The hail soon changed into a driving rain which turned the logging roads into quagmires greedily sucking at tires as they passed in a spray of mud. More than once, the winch on Tom Drew's truck was called into service to rescue a truck sunk door-deep into the muck.

But still we went on, driven on by the news that one of Pop's friends had received from one of his friends who just happened to be on the Border Patrol. Impossible though it seemed, no black sedans had been reported crossing the border into the United States within the last twenty-four hours.

So, unless Pop was wrong and there in fact was a way to get across the border in a car without crossing the patrolled routes, Ice was still in Canada.

Somewhere.

And so day turned into night once again, only acknowledged by the quickly advancing hands on the watch at my wrist. The storm continued on unabated, lightning freezing and illuminating everything in brief, freeze frames of time, as if a photographer with the world's biggest camera were taking a series of pictures documenting our search.

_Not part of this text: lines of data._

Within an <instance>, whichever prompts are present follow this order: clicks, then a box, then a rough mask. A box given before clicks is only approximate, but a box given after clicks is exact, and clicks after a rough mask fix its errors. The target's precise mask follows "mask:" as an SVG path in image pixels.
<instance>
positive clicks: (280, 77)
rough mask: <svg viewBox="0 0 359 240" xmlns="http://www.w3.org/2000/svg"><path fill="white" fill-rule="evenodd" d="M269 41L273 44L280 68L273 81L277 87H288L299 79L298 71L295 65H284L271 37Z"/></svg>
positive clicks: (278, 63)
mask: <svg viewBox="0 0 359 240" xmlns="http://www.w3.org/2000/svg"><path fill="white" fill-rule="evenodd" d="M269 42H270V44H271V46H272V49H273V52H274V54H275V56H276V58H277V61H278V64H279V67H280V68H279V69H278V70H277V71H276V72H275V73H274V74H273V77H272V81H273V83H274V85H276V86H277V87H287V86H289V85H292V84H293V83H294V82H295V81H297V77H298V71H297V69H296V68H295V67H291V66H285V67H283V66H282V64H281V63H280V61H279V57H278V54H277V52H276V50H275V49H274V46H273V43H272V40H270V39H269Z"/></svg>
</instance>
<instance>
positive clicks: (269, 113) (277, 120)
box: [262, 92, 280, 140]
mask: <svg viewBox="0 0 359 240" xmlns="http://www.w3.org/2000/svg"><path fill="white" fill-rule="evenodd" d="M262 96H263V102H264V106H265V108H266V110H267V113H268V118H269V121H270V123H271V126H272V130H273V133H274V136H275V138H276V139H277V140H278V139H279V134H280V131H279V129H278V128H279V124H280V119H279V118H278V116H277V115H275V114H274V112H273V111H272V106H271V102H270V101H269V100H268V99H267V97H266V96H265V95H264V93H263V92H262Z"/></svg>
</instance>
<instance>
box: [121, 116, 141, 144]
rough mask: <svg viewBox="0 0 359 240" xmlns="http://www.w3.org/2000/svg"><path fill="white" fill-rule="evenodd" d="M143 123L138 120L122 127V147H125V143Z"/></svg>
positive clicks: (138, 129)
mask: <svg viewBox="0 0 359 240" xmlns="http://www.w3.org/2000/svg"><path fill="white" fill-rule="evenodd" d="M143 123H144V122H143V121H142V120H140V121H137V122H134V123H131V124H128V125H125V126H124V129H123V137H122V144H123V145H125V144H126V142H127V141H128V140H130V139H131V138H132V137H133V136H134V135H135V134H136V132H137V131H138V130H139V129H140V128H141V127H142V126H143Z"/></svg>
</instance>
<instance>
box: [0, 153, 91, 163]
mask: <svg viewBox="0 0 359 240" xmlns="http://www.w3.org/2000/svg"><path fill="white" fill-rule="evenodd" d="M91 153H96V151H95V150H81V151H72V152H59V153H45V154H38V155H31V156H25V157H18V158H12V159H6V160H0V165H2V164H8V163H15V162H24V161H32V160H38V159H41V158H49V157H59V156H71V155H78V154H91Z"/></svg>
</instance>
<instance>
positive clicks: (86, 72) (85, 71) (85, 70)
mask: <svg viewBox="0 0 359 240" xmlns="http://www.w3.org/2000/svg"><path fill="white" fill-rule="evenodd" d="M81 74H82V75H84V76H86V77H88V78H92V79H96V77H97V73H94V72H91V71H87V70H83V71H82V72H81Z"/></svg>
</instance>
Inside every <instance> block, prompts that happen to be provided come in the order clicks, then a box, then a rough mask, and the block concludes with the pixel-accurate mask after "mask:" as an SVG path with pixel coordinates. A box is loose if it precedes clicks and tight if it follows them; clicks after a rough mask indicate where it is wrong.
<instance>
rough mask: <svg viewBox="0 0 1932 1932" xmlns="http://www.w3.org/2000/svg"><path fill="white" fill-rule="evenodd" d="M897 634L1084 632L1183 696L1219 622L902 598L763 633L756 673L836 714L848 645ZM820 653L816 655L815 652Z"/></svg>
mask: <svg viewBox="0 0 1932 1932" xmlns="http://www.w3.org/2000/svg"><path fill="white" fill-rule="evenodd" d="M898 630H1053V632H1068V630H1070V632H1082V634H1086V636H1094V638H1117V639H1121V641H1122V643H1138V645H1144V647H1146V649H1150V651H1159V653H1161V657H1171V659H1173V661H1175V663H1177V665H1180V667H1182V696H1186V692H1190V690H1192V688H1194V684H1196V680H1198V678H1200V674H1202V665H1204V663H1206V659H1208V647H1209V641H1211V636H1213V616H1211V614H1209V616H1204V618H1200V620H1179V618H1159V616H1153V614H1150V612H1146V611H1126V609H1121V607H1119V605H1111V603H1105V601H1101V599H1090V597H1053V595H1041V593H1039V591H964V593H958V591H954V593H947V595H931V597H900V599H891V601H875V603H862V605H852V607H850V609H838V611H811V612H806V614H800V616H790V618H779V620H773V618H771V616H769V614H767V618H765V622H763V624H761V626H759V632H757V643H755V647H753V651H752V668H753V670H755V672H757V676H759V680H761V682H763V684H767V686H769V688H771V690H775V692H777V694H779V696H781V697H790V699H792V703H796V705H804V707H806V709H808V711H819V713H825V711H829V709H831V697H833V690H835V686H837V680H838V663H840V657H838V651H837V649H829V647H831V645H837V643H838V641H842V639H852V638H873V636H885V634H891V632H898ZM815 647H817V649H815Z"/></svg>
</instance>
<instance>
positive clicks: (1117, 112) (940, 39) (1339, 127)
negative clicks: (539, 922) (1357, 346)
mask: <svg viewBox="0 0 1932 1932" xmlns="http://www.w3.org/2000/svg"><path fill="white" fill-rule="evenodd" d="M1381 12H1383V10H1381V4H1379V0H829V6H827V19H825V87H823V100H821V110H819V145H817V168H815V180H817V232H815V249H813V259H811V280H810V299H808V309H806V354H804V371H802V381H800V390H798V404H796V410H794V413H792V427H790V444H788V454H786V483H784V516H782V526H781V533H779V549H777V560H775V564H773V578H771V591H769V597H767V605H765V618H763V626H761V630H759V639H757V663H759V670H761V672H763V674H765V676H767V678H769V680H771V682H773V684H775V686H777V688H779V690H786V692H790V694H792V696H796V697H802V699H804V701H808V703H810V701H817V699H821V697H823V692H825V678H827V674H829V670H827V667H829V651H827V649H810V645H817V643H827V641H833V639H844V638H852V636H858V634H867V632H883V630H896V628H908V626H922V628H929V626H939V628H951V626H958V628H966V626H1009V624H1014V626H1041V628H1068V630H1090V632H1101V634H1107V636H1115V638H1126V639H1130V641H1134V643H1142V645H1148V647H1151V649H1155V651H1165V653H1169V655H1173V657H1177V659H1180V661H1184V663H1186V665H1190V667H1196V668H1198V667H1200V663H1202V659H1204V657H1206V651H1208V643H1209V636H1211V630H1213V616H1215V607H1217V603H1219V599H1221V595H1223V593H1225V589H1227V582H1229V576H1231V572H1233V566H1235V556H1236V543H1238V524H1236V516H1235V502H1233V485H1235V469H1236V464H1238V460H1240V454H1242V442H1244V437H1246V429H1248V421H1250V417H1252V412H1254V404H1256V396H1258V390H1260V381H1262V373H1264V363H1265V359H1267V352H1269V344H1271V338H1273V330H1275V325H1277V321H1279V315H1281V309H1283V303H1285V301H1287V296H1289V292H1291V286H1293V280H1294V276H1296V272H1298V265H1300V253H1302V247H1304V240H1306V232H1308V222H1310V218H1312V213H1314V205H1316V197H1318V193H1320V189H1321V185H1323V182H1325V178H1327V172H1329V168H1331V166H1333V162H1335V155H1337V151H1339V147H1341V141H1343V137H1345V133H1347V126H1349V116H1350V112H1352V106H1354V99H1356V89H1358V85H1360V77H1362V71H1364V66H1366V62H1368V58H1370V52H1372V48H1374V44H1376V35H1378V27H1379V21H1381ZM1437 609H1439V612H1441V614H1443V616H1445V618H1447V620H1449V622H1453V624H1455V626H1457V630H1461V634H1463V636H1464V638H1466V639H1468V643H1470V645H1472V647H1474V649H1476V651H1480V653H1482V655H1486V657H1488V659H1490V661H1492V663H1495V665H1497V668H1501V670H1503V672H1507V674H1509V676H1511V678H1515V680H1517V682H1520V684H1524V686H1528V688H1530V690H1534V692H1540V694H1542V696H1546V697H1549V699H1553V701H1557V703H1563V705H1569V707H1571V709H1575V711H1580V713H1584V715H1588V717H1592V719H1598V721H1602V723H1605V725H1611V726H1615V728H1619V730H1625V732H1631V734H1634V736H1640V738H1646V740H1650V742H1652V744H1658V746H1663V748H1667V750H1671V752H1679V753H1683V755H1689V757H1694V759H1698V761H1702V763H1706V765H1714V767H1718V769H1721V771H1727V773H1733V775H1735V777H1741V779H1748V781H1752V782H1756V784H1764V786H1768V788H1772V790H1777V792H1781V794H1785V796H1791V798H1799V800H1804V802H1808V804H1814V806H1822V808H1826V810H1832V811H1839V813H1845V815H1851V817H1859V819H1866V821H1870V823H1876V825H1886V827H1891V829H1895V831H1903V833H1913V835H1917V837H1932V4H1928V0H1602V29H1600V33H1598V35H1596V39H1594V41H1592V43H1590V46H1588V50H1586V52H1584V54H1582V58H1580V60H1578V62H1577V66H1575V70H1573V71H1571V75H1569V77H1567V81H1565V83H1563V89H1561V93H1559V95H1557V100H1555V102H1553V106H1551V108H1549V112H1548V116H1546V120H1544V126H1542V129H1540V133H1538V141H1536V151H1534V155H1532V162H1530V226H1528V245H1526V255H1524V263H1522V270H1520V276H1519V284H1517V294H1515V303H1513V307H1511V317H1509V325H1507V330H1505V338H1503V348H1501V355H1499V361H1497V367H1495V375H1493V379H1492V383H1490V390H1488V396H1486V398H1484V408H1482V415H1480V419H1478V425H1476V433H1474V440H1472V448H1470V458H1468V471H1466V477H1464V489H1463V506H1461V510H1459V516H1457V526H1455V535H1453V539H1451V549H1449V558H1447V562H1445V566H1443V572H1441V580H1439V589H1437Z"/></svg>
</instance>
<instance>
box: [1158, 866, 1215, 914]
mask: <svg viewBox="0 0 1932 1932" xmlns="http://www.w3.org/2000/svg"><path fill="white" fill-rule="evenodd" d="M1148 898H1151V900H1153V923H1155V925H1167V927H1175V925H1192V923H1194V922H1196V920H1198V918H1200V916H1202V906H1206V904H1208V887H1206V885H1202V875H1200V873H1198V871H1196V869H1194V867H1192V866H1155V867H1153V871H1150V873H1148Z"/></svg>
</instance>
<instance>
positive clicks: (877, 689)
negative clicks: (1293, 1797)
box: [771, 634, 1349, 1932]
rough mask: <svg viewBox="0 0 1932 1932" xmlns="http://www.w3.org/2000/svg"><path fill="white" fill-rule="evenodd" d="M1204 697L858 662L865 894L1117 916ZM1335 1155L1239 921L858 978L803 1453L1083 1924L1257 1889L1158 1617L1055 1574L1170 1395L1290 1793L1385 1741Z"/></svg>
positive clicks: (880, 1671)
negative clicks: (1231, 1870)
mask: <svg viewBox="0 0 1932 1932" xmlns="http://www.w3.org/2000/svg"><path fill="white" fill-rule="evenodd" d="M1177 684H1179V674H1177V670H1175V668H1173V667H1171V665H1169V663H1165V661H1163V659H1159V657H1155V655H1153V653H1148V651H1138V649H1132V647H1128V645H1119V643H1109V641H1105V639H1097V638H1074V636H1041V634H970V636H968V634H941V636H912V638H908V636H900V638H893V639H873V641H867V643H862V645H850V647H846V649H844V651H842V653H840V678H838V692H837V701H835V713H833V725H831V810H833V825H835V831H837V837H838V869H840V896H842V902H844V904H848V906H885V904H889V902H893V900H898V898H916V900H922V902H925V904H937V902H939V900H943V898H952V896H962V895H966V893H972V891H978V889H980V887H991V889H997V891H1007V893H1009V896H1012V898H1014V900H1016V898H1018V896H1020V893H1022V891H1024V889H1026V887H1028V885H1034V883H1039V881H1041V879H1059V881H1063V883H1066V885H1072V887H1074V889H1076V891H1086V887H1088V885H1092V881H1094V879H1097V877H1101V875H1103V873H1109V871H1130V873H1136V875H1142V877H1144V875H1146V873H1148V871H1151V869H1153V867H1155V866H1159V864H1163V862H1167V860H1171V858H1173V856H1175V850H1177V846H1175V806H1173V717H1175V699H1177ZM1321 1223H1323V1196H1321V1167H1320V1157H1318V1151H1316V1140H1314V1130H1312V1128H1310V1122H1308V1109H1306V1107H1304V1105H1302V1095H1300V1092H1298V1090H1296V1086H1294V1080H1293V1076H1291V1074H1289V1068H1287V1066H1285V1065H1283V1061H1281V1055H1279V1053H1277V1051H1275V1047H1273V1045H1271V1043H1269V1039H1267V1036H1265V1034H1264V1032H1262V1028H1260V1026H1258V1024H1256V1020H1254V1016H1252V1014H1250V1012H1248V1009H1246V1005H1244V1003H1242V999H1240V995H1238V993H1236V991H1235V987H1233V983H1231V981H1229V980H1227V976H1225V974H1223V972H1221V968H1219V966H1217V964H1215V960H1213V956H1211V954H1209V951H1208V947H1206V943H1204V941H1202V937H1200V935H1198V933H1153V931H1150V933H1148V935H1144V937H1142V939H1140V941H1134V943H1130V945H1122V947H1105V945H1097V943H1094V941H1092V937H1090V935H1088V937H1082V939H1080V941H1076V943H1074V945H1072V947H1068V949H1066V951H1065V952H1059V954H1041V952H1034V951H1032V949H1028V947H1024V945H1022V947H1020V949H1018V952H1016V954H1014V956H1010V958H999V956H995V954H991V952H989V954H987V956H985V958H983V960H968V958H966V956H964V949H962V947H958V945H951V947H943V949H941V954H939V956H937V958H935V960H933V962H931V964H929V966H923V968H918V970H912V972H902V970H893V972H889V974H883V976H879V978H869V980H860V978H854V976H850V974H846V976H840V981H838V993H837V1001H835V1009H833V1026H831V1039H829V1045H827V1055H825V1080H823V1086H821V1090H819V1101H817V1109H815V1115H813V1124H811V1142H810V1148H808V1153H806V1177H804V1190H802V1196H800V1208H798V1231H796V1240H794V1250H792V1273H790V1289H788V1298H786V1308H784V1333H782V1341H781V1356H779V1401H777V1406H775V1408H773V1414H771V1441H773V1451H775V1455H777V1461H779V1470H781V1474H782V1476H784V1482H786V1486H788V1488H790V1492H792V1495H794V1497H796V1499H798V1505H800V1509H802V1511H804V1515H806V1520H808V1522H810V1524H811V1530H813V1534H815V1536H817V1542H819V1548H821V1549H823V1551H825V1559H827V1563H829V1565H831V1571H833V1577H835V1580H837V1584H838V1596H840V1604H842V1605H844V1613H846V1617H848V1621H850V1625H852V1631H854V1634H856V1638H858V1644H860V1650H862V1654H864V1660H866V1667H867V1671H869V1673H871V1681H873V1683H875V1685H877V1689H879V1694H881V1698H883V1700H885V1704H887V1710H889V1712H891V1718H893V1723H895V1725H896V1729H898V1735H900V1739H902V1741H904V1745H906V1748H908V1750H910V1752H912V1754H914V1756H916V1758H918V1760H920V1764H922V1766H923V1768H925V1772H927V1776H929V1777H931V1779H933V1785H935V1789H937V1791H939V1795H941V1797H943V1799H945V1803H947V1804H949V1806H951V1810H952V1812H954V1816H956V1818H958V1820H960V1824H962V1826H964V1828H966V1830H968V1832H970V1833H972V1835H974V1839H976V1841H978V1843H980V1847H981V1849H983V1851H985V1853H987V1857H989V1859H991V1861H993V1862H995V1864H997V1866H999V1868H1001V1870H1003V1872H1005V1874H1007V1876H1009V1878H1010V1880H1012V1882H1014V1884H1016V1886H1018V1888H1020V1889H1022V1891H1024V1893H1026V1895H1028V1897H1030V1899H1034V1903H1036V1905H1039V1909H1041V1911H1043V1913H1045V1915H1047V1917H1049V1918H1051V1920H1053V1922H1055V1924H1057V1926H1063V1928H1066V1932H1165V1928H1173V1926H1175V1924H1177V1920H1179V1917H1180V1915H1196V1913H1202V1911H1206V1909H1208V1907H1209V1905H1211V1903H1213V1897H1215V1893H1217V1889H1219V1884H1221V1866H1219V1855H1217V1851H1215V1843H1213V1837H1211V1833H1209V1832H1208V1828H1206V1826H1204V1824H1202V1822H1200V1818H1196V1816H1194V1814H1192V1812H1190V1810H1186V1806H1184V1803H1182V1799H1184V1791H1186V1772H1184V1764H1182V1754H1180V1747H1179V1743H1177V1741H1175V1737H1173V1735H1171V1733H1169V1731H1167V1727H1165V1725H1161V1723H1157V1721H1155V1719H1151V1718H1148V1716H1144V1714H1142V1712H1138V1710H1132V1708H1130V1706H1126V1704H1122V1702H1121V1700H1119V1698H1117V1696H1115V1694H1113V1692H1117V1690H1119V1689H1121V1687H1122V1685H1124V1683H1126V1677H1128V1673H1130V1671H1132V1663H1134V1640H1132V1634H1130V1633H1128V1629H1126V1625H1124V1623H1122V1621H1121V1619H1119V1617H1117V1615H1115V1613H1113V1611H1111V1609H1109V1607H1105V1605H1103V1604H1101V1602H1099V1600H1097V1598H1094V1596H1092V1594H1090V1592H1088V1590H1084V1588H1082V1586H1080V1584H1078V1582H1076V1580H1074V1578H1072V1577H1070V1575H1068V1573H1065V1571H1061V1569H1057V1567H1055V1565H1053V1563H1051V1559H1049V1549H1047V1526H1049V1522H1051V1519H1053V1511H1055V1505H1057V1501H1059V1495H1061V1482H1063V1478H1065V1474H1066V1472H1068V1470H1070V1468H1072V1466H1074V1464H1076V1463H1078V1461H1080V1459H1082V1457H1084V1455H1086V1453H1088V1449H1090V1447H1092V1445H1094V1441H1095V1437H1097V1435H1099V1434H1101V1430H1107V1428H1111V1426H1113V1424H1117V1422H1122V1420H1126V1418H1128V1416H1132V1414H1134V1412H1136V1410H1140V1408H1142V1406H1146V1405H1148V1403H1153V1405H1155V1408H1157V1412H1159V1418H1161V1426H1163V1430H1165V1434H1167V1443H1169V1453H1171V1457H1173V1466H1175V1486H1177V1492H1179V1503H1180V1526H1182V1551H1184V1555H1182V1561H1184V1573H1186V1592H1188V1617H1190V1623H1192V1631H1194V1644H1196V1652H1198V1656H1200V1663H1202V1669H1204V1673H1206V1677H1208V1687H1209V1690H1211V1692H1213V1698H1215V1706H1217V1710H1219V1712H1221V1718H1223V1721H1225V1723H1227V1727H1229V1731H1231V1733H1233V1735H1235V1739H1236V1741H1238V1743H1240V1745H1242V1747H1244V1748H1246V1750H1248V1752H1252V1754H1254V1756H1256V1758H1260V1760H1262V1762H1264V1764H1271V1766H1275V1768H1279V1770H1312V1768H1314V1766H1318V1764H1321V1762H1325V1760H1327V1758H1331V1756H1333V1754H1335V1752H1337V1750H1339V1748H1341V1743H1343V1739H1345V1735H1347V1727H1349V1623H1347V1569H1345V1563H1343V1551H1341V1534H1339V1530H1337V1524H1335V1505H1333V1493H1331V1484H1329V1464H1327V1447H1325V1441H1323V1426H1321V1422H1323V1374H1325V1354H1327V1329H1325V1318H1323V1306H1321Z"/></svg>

Then it was our turn to sink into one of the mud-pits and we both hopped out of the truck as Pop radioed Tom for his help.

"When he pulls us out, we're headin for home, Tyler. We're just spinnin' our wheels as it is. We could be right on top of her and not even know it with the storm the way it is. We need to wait for it to calm down some."

"I'm sorry, Pop, but I just can't do that. You can go back if you want to. I'll go on on foot."

"You can't do that! You'll get lost sure as hell!"

"I don't care. I can't stop searching, Pop. I just can't. I'm sorry." And with that, I started away, soaked to the skin, night-blind, and more than half insane with the need to find my lover's body.

"Don't do this, Tyler, damnit!"

I turned back, seeing the oncoming lights of Tom's truck as they approached. "Let Tom pull you out, Pop. Then go home. I'll be alright."

And with a sense of utter calm, I waited for the next lightning flash to illuminate the area, then stepped off the road and into the woods hearing the shouts behind me but not bothering to give them any acknowledgement.

I made my way blindly forward, feeling wind-driven branches whip at my face and body and not caring. When the next flash of lightning came, I found myself staring into emptiness, but was unable to stop myself as I stepped off a precipice and tumbled down a heretofore unknown embankment, feeling rocks and fallen branches jab and rake my naked skin and unprotected head.

My momentum was stopped, finally, by an uprooted tree. My body slammed into it, knee first, and pain exploded behind my eyes, making me cry out.

In that half-second of blessed oblivion, when the pain faded and I found myself looking out into nothingness, I thought Good. I'm dead. Now I can finally find her.

But then the pain returned, and with it, breath to my lungs and sounds to my ears. I heard my name being called, and painfully turned my neck to see the backlit forms of Pop, Tom and John as they looked down the ravine into which I'd fallen. They were shouting something, but I couldn't make it out above the howling of the wind and the pounding of the rain.

It wasn't important anyway. I was still alive, and Ice was still gone, and that was the only thing that mattered to me.

Slowly I pulled myself together and set about getting out of the trap I'd fallen into. Sitting up gingerly, I used both hands to pull out the leg that was wedged beneath the great, gnarled roots of the old pine I'd slammed into.

I nearly fainted when my leg finally tore loose from the tree's greedy hold and I saw the ragged flaps of skin where my knee used to be.

I wasn't about to let a little blood stop me, though, and, gritting my teeth against the agony, I hobbled back up to my feet and stood, swaying, as my body tried to regain its lost equilibrium.

I looked up again in time to see Tom and John slip-slide their way down the embankment, managing to keep their footing only by the slimmest of margins. Finally getting to where I was standing, Tom reached out to me, but I pulled away, my teeth set in a feral snarl. "Don't touch me!"

"C'mon, Tyler. You're hurt bad. You need to get back up top and get that leg looked at."